Cela fait bien longtemps que les jeunes ont délaissé l’agriculture pour embrasser des carrières d’ingénieur, de médecin ou d’enseignant. 80% d’entre eux ont un diplôme universitaire. Si la plupart travaillent à l’extérieur du village, ils y reviennent toujours. « Etre tcherkesse en Israël, c’est être tcherkesse au village », écrit l’anthropologue Eléonore Merza. C’est là que s’expriment au mieux leur religion, leurs coutumes et leur langue. Remarquables polyglottes, les Tcherkesses parlent l’hébreu (langue d’apprentissage officielle depuis 1978), l’arabe (surtout pour le culte), l’anglais (étudié à l’école) et l’adyguéen (la langue circassienne mise à l’écrit au 19e siècle en caractères cyrilliques) avec ses dialectes : le chapsough à Kfar Kama, l’abzakh à Reyhanyia. « Mais la seule langue dans laquelle nous rêvons est l’adyguéen », s’amuse Zoher Thawcho.

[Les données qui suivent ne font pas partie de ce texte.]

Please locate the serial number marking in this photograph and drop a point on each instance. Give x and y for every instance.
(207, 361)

Le village représente le cœur d’une communauté unie, aussi secrète qu’elle est discrète, régie par un code moral transmis oralement : l’Adigue Xabze. Il impose la loyauté à la famille et au clan, la modération en toutes choses, l’égalité femmes-hommes, l’amour de la terre et la défense des traditions. De ce point de vue, Kfar Kama est unique dans la diaspora tcherkesse, souligne l’anthropologue Chen Bram. Le Centre du patrimoine circassien organise des festivals et des événements culturels, comme la Fête des Amandes au printemps, qui accueillent 30.000 touristes par an. Tous les week-ends, les « nuits tcherkesses » offrent une visite du centre historique, avec le musée et la mosquée, un spectacle de danses folkloriques où les hommes revêtent le costume du guerrier caucasien et enfin un repas traditionnel. L’occasion de déguster les halujas, des chaussons farcis aux herbes et au fromage.

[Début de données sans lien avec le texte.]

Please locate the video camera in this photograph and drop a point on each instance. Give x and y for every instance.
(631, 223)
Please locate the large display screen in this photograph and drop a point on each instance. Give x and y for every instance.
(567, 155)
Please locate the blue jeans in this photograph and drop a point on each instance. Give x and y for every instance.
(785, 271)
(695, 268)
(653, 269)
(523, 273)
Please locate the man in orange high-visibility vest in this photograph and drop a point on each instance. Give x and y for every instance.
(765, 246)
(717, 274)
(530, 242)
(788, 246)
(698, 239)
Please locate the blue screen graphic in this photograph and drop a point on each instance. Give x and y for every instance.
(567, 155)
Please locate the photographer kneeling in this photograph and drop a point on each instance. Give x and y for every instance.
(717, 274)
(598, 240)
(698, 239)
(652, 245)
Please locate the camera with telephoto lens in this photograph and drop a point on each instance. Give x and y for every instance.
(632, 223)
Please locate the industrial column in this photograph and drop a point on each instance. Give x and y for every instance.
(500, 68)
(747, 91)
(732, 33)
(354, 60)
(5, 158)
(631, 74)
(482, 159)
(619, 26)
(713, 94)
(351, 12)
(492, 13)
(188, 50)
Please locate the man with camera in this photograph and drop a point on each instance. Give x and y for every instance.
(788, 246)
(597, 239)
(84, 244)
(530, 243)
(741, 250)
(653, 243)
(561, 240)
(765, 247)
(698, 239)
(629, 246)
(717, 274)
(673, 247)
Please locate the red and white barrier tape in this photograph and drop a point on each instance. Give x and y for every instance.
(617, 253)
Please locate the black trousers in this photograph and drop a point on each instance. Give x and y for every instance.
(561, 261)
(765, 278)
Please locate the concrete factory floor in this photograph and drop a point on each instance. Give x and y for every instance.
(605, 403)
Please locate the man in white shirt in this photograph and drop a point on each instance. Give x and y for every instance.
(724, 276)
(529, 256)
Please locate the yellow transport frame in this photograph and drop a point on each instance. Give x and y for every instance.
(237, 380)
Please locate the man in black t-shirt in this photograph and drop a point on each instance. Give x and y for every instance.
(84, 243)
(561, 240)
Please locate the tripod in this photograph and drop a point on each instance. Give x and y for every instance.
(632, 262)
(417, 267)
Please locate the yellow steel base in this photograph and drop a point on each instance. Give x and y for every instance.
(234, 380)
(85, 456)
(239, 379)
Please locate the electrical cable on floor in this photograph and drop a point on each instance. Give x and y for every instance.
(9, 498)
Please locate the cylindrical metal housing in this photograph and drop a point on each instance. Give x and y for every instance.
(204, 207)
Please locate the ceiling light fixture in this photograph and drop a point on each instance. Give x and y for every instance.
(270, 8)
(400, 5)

Ne pas devenir un Disneyland
C’est ce patrimoine vivant que l’OMT met à l’honneur en distinguant Kfar Kama, qui va rejoindre le réseau des « Best Tourism Villages » et bénéficier d’une aide au développement. Le ministre sortant du Tourisme en Israël, Yoel Razvozov, s’en félicite : Kfar Kama peut « devenir un centre de pèlerinage pour de nombreux touristes et cela aura un impact positif important dans l’environnement rural de la Galilée ». Mais certains en doutent. « Cette reconnaissance va aider notre petite communauté, mais il y a des prix à payer pour cela. », nous confie Zoher Thawcho. « Si nous avions élu village le plus calme, le plus propre et le plus sûr du Moyen-Orient, j’aurais compris car c’est la vérité. Mais Kfar Kama n’est pas fait pour le tourisme de masse. Le classer au patrimoine de l’UNESCO aurait eu du sens. Son potentiel est immense, mais pas pour se transformer en Disneyland ; nous voulons le préserver ». En rapportant ces inquiétudes, Thawcho ne fait finalement que suivre le commandement de l’Adigue Xabze de défendre sans relâche l’âme tcherkesse.